Ta książka to zbiór zdarzeń, chwil, emocji i przejść widziany z dwóch różnych perspektyw. Joanna zachorowała na raka piersi, Robert opiekował się nią każdego dnia drogi przez piekło leczenia onkologicznego.
Szli razem, za rękę. Ale czy byli razem? Może jednak oddzielnie? Czy ten wredny dziad, który im towarzyszył, dzielił ich, czy - paradoksalnie - łączył? Co czuło i myślało każde z nich? Co przeżywali wspólnie, a co ukrywali? Zakładali maski i stwarzali pozory normalności, czy odchodzili od zmysłów?
Ile razy Joanna myślała, że najlepiej by było, gdyby już odeszła? Ile razy Robert musiał wyjść z domu i przebiec kilka kilometrów, aby nie zwariować?

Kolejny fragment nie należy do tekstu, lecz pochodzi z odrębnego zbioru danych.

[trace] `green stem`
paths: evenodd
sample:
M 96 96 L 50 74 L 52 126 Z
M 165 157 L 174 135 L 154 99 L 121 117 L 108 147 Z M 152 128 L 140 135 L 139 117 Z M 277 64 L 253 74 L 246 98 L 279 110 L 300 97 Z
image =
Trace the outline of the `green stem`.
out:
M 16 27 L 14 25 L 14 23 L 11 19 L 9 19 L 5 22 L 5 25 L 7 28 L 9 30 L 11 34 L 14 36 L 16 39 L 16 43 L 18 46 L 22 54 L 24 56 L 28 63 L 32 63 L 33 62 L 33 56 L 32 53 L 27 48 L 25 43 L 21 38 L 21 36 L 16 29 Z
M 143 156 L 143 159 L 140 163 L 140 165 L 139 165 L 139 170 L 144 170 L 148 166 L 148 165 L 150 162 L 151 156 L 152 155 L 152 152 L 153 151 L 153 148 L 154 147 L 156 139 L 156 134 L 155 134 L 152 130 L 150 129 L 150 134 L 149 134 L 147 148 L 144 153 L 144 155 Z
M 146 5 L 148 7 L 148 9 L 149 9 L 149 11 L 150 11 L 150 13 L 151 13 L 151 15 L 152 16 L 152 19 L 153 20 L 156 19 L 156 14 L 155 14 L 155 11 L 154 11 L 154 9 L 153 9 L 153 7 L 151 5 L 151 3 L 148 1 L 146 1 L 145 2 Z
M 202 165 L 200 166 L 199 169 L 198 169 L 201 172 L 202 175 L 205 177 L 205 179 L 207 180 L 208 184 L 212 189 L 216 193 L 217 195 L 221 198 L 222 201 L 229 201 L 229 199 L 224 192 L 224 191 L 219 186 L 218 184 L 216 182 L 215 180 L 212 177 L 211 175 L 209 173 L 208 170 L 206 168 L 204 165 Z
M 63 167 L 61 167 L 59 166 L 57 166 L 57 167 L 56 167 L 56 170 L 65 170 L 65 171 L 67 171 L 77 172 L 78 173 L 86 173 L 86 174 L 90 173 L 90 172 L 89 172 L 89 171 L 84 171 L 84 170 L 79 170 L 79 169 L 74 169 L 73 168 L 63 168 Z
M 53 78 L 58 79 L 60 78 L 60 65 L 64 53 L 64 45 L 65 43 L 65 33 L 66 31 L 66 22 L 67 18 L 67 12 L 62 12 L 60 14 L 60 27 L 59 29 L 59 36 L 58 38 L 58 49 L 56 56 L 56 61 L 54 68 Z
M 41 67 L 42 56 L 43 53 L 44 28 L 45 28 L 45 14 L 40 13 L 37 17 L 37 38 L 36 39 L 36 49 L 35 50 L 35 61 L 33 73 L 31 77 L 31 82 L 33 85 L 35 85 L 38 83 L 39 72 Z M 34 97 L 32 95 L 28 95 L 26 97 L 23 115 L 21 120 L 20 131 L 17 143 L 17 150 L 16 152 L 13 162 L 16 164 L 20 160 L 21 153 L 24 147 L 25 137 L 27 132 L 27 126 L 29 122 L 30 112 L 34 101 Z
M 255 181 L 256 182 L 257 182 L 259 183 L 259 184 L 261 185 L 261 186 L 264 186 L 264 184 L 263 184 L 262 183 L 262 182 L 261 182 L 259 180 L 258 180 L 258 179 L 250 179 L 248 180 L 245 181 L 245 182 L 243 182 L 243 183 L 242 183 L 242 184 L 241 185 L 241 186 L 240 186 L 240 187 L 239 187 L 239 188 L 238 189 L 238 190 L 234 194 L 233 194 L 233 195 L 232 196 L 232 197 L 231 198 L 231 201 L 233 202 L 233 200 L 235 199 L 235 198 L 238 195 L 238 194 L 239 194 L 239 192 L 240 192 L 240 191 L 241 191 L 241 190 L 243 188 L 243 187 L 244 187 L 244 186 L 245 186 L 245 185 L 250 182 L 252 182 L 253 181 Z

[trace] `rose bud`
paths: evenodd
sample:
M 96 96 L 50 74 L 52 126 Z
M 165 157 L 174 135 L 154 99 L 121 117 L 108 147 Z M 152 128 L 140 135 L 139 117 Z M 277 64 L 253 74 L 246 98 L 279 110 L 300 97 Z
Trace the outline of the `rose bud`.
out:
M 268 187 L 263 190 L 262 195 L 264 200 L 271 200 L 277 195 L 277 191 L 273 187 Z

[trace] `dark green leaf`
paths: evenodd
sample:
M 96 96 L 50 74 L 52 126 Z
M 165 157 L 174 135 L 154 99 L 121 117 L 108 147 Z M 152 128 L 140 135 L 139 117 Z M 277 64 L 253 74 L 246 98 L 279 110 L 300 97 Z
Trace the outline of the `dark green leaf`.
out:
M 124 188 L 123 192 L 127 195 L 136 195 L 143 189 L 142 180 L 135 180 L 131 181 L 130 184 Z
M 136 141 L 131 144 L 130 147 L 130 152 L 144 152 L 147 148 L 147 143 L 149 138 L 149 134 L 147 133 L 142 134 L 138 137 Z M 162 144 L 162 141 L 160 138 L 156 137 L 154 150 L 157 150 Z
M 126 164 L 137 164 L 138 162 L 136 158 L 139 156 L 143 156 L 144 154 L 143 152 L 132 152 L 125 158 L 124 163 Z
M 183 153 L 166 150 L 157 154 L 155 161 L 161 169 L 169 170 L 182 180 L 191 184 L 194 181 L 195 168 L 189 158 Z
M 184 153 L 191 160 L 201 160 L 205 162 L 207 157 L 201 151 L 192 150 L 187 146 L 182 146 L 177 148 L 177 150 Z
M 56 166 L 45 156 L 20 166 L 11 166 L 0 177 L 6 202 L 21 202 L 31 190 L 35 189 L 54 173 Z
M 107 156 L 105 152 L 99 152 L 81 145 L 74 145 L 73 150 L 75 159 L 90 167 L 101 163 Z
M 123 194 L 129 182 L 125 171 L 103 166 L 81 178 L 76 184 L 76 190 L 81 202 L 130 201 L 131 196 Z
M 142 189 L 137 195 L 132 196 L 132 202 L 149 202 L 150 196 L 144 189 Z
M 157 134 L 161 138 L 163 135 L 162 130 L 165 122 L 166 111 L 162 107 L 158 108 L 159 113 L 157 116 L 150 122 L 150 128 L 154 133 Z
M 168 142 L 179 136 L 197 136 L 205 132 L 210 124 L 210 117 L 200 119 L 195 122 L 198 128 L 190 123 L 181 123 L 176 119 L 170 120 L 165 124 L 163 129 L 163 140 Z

Nikt nam nie mówi, jak radzić sobie z wrednym dziadem - rakiem. Nie ma jednej recepty dla wszystkich. Schematu też nie ma. Ta książka może być przesłaniem, że nie ma takiego syfu, z którego nie da się wyjść. A nadzieja nie jest matką głupców...
Joanna i Robert pisali oddzielnie, nie czytając swoich tekstów. To sprawia, że książka staje się ciekawym eksperymentem A na pewno - aktem demaskacji skrywanych głęboko emocji.